Ao menos, não voluntariamente.
— Dá pra calar a porra da boca! — A bebê começara a chorar já fazia algum tempo. Normalmente, quebraria o pescoço e deixaria por isso mesmo, mas decidiu que a entregaria de volta para o pai dela, depois estaria livre.
Tirou-a do casaco e a aproximou de si. Naquele momento, percebeu o que havia de errado. — Só pode ser piada…
Ash olhava para o céu estrelado, uma expressão de profunda irritação no rosto. Mesmo após todo o trabalho que teve, a criança continuava chorando.

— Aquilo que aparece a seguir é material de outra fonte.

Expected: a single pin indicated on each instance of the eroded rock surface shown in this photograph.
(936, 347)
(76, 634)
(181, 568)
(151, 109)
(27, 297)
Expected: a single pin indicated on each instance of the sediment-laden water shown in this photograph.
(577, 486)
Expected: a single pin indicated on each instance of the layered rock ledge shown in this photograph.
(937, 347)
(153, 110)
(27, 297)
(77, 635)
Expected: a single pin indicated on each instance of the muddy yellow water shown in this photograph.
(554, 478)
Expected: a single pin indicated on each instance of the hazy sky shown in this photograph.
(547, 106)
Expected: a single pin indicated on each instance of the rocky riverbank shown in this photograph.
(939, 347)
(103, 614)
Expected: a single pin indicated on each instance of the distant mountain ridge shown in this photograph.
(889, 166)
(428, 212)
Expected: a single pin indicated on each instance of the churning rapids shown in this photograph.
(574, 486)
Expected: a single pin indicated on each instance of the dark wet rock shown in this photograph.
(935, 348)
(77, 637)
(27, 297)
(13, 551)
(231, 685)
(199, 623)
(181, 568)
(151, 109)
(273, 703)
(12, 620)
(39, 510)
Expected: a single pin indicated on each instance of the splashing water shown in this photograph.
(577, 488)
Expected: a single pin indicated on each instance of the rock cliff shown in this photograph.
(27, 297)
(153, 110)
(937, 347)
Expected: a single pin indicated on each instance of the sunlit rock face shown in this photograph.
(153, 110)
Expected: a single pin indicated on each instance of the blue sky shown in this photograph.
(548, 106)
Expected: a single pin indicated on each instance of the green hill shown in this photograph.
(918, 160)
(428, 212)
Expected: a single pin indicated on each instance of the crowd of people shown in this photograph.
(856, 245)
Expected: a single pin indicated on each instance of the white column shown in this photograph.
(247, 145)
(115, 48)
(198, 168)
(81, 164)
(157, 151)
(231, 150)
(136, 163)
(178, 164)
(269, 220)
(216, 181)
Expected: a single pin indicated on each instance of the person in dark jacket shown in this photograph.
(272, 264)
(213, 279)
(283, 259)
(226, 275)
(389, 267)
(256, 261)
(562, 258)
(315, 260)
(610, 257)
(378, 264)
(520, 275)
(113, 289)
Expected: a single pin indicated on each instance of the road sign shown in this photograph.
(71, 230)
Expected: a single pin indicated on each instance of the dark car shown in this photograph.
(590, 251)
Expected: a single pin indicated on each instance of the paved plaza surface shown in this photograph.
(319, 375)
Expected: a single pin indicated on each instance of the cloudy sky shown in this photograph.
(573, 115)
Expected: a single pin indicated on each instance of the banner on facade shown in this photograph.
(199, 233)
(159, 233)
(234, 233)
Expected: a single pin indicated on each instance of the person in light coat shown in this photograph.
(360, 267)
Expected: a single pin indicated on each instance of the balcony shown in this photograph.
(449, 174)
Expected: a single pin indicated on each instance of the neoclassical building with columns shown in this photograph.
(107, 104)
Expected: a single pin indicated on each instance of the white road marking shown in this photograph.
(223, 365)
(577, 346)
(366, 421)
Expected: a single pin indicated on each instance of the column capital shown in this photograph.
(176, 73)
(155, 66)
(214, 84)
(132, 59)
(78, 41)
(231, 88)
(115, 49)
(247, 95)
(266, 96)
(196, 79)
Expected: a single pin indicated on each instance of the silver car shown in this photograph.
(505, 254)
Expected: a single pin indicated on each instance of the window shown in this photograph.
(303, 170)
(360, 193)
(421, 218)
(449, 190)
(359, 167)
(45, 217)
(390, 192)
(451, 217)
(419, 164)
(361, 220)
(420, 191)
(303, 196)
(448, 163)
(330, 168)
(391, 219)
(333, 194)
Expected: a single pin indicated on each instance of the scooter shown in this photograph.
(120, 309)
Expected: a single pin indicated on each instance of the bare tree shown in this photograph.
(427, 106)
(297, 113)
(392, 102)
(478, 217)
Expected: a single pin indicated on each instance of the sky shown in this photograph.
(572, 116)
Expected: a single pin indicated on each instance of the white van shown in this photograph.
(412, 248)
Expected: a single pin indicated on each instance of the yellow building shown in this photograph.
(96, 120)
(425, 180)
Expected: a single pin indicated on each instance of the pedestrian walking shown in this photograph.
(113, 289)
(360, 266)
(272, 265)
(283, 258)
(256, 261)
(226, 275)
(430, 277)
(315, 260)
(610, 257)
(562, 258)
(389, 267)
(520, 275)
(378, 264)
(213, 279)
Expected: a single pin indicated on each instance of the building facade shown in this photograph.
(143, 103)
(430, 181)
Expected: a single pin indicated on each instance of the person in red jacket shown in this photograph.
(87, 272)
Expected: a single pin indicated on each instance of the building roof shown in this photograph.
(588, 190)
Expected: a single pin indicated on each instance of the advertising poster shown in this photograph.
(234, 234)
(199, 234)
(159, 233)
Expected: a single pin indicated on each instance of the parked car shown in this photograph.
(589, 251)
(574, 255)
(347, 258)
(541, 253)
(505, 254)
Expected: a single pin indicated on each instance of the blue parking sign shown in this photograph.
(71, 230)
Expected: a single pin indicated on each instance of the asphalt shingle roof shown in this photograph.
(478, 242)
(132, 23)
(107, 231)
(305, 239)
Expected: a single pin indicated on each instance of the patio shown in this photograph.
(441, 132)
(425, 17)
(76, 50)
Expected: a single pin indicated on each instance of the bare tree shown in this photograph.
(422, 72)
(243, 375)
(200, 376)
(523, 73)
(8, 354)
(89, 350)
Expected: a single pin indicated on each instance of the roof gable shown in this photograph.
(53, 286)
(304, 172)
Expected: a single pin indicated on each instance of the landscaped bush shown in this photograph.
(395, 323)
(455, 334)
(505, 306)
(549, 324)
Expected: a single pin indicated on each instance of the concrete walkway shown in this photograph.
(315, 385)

Não importava o que fizesse, aquela coisa não se acalmava. “Isso é trabalho demais…” Nisso, se levantou e começou a caminhar para longe. “Não vale a pena ficar bancando a babá se não vou ganhar nada pela humilhação.”
A bebê parou de chorar, mas o garoto não se virou para trás. Naquela hora, ouviu o bebê balbuciar.
Virou-se para trás e estreitou os olhos. A criança estava caminhando por si própria, tentava o acompanhar. Estalou a língua e continuou caminhando. “Se podia caminhar, por que raios me fez te carregar, pirralha de merda?”
Olhou para a criança uma vez mais. A inocência daquele ser, que não o temia ou mostrava reverência para si, era irritante. Achava que seria mais simples simplesmente matá-la.
Já matou mais por menos, por isso, não entendia o porquê daquela pirralha ainda estar viva. Era simples. Apenas uma descarga elétrica e ficaria livre desse problema.
Naquele momento, a criança caiu de cara não chão, mas continuou a caminhar para o seu lado. Estava claro que aquele ser se tornou apegado a si.
Nisso, pegou-a no colo e voltou a caminhar em direção ao vilarejo.